Quinones R R, Gutierrez R H, Dinndorf P A, Gress R E, Ney A B, Taylor B, Karandish S, Carter C S, Luban N L, Reaman G H
Department of Hematology/Oncology, Children's National Medical Center, Washington, DC 20010.
Blood. 1993 Jul 1;82(1):307-17.
We report the development of a double-cycle elutriation (DCE) technique separating 3 or greater logs of T cells from a stem-cell-enriched marrow fraction and the results of phase I T-cell depletion studies with HLA-disparate related bone marrow transplantation (BMT) donors in two patient groups. In group 1, 10 patients with refractory hematopoietic malignancies received combination chemotherapy, total body irradiation (TBI), and immunosuppression (pre- and post-BMT), and hematopoietic rescue with a marrow transplant, depleted of T cells by elutriation. Potentially to promote engraftment and a graft-versus-leukemia (GVL) effect, 0.5 to 0.75 x 10(5) T cells/kg were added back. All 10 patients engrafted. Five patients developed acute graft-versus-host disease (GVHD; four grade II, one grade III) and two subsequently developed chronic GVHD. Two patients have relapsed (median follow-up, 206 days; range, 46 to 1,035). Four patients died of BMT-related complications (three of infection, one of veno-occlusive disease [VOD]). Four patient are disease-free survivors (median follow-up, 960 days; range, 670 to 1,035). Group 2 included five infants, four with congenital lymphohematopoietic deficiencies and one with refractory acute lymphocytic leukemia (ALL). In these infants, busulfan and increased cyclophosphamide were substituted for TBI. Only the ALL patient received added T cells. Three patients engrafted: one has stable mixed chimerism, one relapsed with ALL, and one rejected the marrow. One patient had primary autologous recovery, while another failed to engraft. None developed GVHD. We conclude that, in this setting of HLA-disparate BMT with post-BMT antithymocyte globulin (ATG) and corticosteroids, DCE significantly depletes T cells from the marrow and that a defined number of T cells can be added without the occurrence of severe GVHD.

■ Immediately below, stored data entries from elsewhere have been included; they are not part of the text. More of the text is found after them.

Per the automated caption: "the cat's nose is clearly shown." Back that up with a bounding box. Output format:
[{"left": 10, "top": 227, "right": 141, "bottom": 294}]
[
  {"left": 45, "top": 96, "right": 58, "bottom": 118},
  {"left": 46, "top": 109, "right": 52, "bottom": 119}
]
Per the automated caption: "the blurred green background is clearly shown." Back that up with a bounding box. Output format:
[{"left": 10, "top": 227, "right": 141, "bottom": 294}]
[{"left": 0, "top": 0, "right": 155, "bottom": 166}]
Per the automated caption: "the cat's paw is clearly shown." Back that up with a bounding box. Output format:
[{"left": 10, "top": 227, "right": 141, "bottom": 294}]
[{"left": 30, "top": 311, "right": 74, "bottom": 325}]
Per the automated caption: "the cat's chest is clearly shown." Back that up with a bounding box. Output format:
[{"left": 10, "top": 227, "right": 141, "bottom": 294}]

我们报告了一种双循环淘洗(DCE)技术的进展,该技术可从富含干细胞的骨髓组分中分离出3个或更多对数的T细胞,并报告了在两个患者组中对HLA不相合的相关骨髓移植(BMT)供体进行I期T细胞清除研究的结果。在第1组中,10例难治性血液系统恶性肿瘤患者接受了联合化疗、全身照射(TBI)和免疫抑制(BMT前后),并通过淘洗清除T细胞后进行骨髓移植造血挽救。为了潜在地促进植入和移植物抗白血病(GVL)效应,回输了0.5至0.75×10⁵个T细胞/kg。所有10例患者均实现植入。5例患者发生了急性移植物抗宿主病(GVHD;4例为II级,1例为III级),2例随后发生了慢性GVHD。2例患者复发(中位随访时间为206天;范围为46至1035天)。4例患者死于与BMT相关的并发症(3例死于感染,1例死于静脉闭塞性疾病[VOD])。4例患者为无病生存者(中位随访时间为960天;范围为670至1035天)。第2组包括5名婴儿,4名患有先天性淋巴造血缺陷,1名患有难治性急性淋巴细胞白血病(ALL)。在这些婴儿中,用白消安和增加剂量的环磷酰胺替代了TBI。只有ALL患者接受了额外的T细胞。3例患者实现植入:1例具有稳定的混合嵌合体,1例ALL复发,1例排斥骨髓。1例患者出现原发性自体恢复,而另1例未能植入。无人发生GVHD。我们得出结论,在这种采用BMT后抗胸腺细胞球蛋白(ATG)和皮质类固醇的HLA不相合BMT情况下,DCE可显著清除骨髓中的T细胞,并且添加一定数量的T细胞不会发生严重GVHD。